| Is the idea that "foundational work" (in any field) can be done without "huge sacrifices" widely accepted? It sounds a tad unrealistic to me, unsupported by history. It's as if people want to have it both ways: Create innovative SW, but also don't take risks or make sacrifices. Offer software "for free" (and belligerently oppose even something like GPL), but also get paid (preferably by the government, so the people actually footing the bill have no say in it) and be long-term sustainable. What's next: get paid, but also don't pay income taxes? Give away project control, but also keep it? :) All understandable desires, but a little schizophrenic. Disclaimer: I am a big fan of open source and NumPy in particular. I mentor students and OSS newcomers, I even pay one full-time dev to work only on OSS. It's just that I try not to kid myself about where the time&money comes from and where it goes, and I try not to have random people pay for my hobbies. Extremely relevant previous HN conversion on this topic: https://news.ycombinator.com/item?id=14551355 |
The authors of NumPy (and other scientific software) have made it possible for many, many people to do better, faster research, and their career trajectory ought to reflect that contribution.
Right now, it does not.
The NSF will certainly give you money to develop asymptotically faster matrix multiplication algorithms. They are much less interested in funding efforts that save an equal amount of researcher time by writing clearer documentation. Tenure committees would rather see 10 papers or 100 citations than a thousand pull requests, even if the last has a much bigger impact on the state of the entire field. If the authors of NumPy were totally rational, they would have written just enough code and documentation to publish something like "NumPy: A Python library for linear algebra" in the Journal of Statistical Software (or something), then moved on to something else entirely. All the work beyond that (assuming it's not supporting a future paper) comes at the expense of their academic careers. People certainly do it anyway--sometimes out of pride, or a sense of helpfulness--but they're certainly not rewarded for it.

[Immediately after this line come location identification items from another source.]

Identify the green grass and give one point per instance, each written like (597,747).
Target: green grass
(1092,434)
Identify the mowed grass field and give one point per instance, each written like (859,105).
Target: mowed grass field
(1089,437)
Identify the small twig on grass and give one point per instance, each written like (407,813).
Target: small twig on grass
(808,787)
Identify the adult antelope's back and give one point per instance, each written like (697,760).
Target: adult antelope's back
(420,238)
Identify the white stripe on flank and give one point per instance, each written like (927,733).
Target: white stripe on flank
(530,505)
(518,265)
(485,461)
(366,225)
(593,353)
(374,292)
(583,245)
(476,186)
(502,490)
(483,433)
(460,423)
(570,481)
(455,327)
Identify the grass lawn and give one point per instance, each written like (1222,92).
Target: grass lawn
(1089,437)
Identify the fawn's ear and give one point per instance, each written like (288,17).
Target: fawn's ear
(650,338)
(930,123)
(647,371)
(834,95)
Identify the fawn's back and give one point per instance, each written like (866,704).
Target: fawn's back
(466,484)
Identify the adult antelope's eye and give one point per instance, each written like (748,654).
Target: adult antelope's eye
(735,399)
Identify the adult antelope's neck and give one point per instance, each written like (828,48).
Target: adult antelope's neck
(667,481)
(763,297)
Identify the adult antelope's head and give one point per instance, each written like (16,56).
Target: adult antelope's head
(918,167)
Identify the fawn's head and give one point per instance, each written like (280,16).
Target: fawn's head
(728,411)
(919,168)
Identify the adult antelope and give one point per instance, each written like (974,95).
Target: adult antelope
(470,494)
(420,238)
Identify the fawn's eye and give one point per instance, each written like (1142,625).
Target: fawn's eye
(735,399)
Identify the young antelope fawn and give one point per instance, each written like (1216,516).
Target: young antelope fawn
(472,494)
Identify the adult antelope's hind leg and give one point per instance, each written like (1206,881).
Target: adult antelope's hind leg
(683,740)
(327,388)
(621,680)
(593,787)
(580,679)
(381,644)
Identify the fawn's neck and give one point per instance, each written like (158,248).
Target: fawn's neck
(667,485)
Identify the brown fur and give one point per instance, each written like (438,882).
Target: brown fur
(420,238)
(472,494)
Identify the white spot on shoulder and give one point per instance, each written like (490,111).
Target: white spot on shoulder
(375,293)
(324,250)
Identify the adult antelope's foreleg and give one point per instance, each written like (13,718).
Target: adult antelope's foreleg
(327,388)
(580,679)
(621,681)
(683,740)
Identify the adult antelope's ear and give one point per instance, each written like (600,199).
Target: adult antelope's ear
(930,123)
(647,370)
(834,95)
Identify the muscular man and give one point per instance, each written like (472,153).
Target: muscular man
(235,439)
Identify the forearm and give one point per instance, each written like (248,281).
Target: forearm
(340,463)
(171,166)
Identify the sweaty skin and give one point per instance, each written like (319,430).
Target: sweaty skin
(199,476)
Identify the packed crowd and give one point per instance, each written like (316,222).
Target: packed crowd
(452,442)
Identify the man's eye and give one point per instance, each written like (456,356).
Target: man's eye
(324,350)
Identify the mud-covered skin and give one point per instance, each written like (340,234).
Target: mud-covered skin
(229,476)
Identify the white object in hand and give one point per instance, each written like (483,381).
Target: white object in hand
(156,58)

They could be though. Funding agencies could give grants for the on-going development and maintenance of software that helps their grantees. Universities could consider contributions to the broader community as part of their hiring and promotion process, and so on.
The odd part is that this would probably be more cost-effective too. Even a $10M/5 year grant is just a drop in the bucket compared to what all NIH/NSF/etc grantees pay for Matlab or Prism licenses.